I tried to define complex function f and g as
f=(0,y *exp(iwt))
g=(0,x *exp(iwt))

and i defined x and y as real (because the argument of the complex
no.has to be real,right?

That is wrong, because your definitions of f and g are not the same as your differential equation.

Try something like this:
define ZI as a complex constant = (0.0, 1.0)
Make X, Y, F and G all complex
and then do
F = ZI * X * exp(ZI * W * T)

Alternatively, you could convert this to a set of equations in 4 real variables, the real and imaginary parts of x and y. Since exp(iwt) = cos wt + i sin wt

If you write x = xr + i xi and y = yr + i yi, where xr, xi, yr, yi are real, then

i * y *exp(iwt) = (i yr - yi) (cos wt + i sin wt)
= -yi cos wt + yr sin wt + i (yr cos wt - yi sin wt)

So you would have

xr' = -yi cos wt + yr sin wt
xi' = yr cos wt - yi sin wt
and similar equations for yr' and yi'

## 1. What is a differential equation?

A differential equation is a mathematical equation that describes the relationship between a function and its derivatives. It is used to model and solve problems in various fields such as physics, engineering, and economics.

## 2. Why is Fortran commonly used for solving differential equations?

Fortran is commonly used for solving differential equations because it is a high-level programming language that is designed for scientific and numerical computations. It has built-in libraries and functions that make it efficient and accurate for solving complex mathematical problems.

## 3. How do you write a differential equation in Fortran?

To write a differential equation in Fortran, you first need to define the variables and parameters of the equation. Then, use the built-in functions and operators to represent the mathematical operations and relationships in the equation. Finally, use a loop to solve the equation iteratively.

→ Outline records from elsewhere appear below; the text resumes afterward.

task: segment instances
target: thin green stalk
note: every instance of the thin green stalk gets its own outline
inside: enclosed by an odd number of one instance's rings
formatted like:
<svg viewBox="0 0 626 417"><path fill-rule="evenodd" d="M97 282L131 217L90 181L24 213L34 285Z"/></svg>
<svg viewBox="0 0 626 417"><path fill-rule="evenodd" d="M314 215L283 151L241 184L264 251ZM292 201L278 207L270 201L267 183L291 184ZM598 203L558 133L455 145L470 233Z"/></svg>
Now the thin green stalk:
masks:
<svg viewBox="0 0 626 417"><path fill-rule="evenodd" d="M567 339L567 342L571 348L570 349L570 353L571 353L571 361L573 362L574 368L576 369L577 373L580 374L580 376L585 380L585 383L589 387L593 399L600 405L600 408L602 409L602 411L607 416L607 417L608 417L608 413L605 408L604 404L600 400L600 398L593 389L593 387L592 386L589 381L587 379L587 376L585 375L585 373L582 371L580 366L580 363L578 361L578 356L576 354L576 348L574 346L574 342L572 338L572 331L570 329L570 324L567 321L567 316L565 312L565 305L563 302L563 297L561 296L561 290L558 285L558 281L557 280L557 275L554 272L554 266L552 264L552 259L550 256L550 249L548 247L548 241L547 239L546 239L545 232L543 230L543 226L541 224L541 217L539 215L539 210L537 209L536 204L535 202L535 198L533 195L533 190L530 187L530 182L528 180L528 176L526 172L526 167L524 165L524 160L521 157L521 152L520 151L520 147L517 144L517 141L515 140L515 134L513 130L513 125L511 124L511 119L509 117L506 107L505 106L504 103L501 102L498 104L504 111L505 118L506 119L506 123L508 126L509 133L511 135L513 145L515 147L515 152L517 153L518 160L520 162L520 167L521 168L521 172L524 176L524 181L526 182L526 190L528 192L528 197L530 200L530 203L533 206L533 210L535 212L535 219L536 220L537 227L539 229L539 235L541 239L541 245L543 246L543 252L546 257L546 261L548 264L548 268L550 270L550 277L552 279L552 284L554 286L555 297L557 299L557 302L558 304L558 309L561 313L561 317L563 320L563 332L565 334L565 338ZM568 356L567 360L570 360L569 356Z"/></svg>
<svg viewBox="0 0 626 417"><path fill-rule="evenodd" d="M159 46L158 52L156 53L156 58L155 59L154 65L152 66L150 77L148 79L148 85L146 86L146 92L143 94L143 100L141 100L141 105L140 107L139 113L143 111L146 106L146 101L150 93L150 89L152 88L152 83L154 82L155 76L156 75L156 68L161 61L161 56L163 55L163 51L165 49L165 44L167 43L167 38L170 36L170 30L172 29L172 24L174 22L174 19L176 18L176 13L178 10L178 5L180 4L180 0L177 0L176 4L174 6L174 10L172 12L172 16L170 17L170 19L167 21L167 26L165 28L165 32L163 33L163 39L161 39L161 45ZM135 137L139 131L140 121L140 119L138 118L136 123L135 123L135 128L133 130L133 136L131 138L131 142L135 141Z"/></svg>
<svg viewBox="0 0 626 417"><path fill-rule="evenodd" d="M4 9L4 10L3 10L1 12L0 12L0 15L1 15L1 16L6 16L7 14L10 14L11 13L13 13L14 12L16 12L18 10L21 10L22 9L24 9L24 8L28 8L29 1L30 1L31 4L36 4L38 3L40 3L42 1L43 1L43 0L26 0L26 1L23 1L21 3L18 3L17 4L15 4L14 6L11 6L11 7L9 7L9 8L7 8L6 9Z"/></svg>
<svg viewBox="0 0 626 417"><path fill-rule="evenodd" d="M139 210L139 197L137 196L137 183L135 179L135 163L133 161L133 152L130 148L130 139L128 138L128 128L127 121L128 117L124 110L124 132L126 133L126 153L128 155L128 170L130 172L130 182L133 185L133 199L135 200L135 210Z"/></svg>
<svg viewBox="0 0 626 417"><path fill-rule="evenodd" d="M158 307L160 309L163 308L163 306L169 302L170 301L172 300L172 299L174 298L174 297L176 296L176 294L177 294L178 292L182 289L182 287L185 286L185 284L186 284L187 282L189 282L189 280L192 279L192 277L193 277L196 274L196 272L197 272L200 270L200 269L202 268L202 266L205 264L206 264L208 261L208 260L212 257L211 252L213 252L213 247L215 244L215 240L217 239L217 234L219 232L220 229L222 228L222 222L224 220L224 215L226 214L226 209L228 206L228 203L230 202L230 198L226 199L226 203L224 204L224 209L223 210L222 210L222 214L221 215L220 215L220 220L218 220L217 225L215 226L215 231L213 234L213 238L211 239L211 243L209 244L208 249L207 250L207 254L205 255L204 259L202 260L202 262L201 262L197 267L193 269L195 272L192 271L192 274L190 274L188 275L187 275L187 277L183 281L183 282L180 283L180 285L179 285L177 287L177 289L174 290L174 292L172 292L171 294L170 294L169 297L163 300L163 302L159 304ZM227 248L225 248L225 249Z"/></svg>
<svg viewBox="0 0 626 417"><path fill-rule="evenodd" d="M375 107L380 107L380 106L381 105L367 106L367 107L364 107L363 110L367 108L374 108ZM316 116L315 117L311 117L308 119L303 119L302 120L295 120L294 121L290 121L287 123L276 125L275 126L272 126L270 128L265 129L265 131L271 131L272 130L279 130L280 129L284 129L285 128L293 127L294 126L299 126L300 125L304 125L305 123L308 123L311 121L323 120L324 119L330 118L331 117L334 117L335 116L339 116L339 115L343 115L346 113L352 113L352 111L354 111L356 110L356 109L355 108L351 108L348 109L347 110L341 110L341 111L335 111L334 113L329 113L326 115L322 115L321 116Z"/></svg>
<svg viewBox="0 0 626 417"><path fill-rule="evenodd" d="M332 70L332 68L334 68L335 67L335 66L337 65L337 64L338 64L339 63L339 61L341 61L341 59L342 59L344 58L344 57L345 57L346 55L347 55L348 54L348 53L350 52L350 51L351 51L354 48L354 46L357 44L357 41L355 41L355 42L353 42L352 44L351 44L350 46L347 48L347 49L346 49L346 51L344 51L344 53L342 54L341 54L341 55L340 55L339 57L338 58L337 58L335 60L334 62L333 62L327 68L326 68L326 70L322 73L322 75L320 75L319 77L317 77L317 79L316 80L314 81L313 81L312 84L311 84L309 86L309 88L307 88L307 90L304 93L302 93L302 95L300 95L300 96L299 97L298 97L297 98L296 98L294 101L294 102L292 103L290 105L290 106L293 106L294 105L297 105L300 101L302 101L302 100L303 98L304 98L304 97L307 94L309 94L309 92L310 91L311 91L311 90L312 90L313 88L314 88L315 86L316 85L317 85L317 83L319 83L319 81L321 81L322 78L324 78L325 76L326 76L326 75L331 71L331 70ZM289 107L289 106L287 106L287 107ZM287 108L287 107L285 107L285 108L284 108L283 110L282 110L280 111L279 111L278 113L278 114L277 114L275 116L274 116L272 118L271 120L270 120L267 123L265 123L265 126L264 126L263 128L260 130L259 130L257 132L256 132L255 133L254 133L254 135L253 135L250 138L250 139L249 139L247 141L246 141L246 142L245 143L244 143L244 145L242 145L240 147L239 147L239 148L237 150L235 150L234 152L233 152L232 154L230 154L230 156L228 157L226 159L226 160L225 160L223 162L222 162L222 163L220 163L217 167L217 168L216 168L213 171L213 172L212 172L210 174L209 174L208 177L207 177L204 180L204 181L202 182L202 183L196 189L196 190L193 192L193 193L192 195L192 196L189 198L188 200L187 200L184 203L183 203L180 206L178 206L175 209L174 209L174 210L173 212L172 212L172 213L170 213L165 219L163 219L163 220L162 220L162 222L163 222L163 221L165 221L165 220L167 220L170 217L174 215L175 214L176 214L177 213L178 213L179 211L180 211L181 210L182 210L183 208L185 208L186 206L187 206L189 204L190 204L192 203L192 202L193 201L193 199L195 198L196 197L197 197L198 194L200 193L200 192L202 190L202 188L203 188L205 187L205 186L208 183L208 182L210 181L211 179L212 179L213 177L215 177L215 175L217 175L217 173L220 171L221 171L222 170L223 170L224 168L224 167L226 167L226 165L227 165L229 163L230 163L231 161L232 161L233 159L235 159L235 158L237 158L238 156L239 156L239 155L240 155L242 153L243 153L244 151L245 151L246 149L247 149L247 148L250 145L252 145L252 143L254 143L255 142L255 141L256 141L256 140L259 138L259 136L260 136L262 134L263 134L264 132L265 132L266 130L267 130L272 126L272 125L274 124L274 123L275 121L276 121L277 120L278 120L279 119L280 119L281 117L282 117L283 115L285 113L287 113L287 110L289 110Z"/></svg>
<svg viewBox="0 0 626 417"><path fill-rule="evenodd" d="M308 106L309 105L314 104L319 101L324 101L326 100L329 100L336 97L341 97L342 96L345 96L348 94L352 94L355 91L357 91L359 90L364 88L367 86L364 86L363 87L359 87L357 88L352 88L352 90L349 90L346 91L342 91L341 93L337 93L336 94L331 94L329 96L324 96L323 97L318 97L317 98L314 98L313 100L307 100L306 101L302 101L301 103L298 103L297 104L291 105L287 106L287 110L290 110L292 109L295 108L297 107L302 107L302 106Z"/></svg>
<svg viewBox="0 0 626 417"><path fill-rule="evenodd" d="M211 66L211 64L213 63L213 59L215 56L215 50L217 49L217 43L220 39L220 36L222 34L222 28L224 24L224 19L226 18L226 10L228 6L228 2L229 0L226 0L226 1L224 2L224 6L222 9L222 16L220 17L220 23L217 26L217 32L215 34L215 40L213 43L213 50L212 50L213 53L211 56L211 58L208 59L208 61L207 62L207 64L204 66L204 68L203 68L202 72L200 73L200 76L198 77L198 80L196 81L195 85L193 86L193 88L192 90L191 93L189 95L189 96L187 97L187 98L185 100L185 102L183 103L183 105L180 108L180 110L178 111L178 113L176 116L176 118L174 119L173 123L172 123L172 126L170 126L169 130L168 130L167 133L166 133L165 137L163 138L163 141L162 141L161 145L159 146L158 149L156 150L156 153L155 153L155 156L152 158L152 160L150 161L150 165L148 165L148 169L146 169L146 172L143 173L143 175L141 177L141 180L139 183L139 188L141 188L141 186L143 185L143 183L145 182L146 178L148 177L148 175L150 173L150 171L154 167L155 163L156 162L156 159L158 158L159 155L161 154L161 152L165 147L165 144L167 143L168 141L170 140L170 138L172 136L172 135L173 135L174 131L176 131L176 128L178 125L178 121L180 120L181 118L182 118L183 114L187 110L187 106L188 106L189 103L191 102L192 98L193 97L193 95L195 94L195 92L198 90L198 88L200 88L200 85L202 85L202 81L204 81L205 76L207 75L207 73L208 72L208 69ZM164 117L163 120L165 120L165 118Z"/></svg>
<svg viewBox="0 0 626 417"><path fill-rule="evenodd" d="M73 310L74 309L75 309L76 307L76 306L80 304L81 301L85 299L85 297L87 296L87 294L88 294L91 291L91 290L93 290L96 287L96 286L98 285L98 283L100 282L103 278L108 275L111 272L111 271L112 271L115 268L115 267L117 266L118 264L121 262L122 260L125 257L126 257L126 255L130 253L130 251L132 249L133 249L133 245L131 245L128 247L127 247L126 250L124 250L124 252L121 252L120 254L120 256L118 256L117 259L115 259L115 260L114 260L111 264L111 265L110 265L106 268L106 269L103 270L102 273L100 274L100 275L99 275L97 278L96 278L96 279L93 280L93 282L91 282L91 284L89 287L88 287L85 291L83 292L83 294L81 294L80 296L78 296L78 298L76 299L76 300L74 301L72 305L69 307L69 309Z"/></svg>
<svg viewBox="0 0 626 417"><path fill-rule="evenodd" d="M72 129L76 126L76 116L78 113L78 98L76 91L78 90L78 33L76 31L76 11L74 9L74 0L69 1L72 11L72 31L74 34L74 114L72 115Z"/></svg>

## 4. Can Fortran solve any type of differential equation?

Fortran can solve a wide range of differential equations, including ordinary differential equations (ODEs), partial differential equations (PDEs), and systems of differential equations. However, the complexity and accuracy of the solution may vary depending on the equation and the method used.

## 5. How do I verify the accuracy of the solution obtained from Fortran code?

To verify the accuracy of the solution obtained from Fortran code, you can compare it with the exact analytical solution, if available. You can also vary the parameters and boundary conditions of the equation and observe the changes in the solution. Additionally, you can use convergence tests to check the stability and accuracy of the solution.